Nevertheless, Ex-Press implant procedure is less invasive compared to trabeculectomy, because iridectomy is not necessarily performed, maybe justifying the reduced ERM incidence in our study compared to data reported by Viera et al. [1].

Moreover, any role of postoperative hypotony was excluded because early postoperative IOP did not show a statistical difference between eyes that developed ERM and eyes without.

Also, the role of retinal break in ERM development after Ex-Press implant can be excluded, because during the follow-up period no treated eye experienced a retinal break or a retinal detachment.

A limitation of our study is the loss of 13 patients during the follow-up compared to our previous study population. Nevertheless, the calculation of sample size confirmed that a minimum of 38 patients was required to detect a 25.7% difference in the incidence of ERM, with a power of 80% and a significance level of 0.05.

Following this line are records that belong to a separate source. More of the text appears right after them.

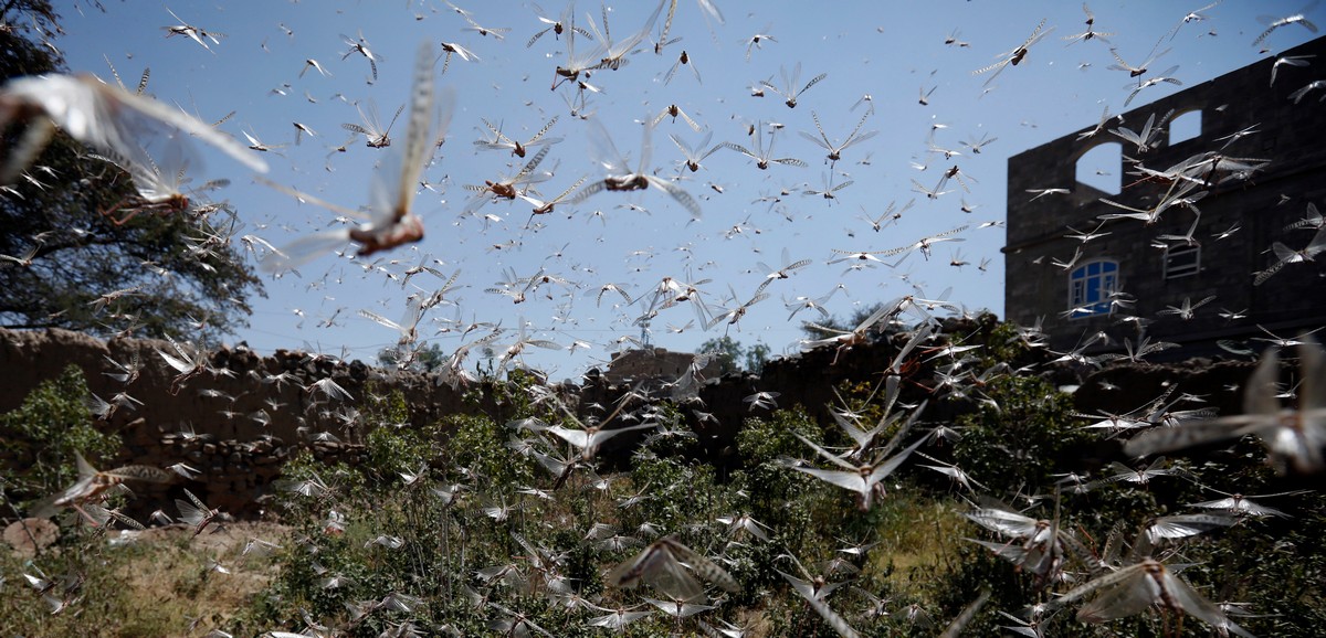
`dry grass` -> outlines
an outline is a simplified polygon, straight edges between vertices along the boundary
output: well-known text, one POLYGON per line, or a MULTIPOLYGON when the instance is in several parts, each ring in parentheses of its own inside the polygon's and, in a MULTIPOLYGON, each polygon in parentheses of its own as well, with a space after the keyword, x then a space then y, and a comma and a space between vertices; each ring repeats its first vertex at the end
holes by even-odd
POLYGON ((237 523, 194 537, 182 527, 155 528, 135 541, 95 541, 91 551, 48 552, 36 559, 52 580, 78 573, 85 581, 77 605, 60 614, 27 585, 36 573, 23 559, 3 559, 0 617, 5 630, 30 638, 68 635, 200 635, 241 613, 274 574, 267 559, 240 553, 251 537, 281 541, 285 529, 267 523, 237 523), (217 561, 229 573, 212 569, 217 561))
POLYGON ((880 551, 871 556, 876 573, 888 573, 894 592, 932 604, 935 585, 955 570, 971 523, 947 500, 894 495, 882 507, 888 516, 879 528, 880 551))

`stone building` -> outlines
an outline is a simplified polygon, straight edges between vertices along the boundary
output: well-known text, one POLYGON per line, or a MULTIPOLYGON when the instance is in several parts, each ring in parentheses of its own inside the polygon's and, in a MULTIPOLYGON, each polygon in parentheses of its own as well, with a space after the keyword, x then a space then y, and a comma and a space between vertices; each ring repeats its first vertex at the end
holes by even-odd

Another limitation is the subjective evaluation of OCT images; however, each masked researcher analyzed all raw images of the macular area to detect any artifact, before evaluating the macular profile. In case of discordance between the masked researchers, the principal investigator reviewed and categorized the images.

Conclusions

Ex-Press implant confirms to be a comparable to trabeculectomy in terms of IOP reductions at 24 months, reducing the mean number of anti-glaucomatous eyedrops. As other surgical procedure, Ex-Press implant may increase the ERM incidence regardless of concomitant cataract surgery, accelerating or inducing a PVD.

Nevertheless, the vast majority of ERM is CMR, not affecting the macular profile, and consequently with a really limited impact on clinical practice.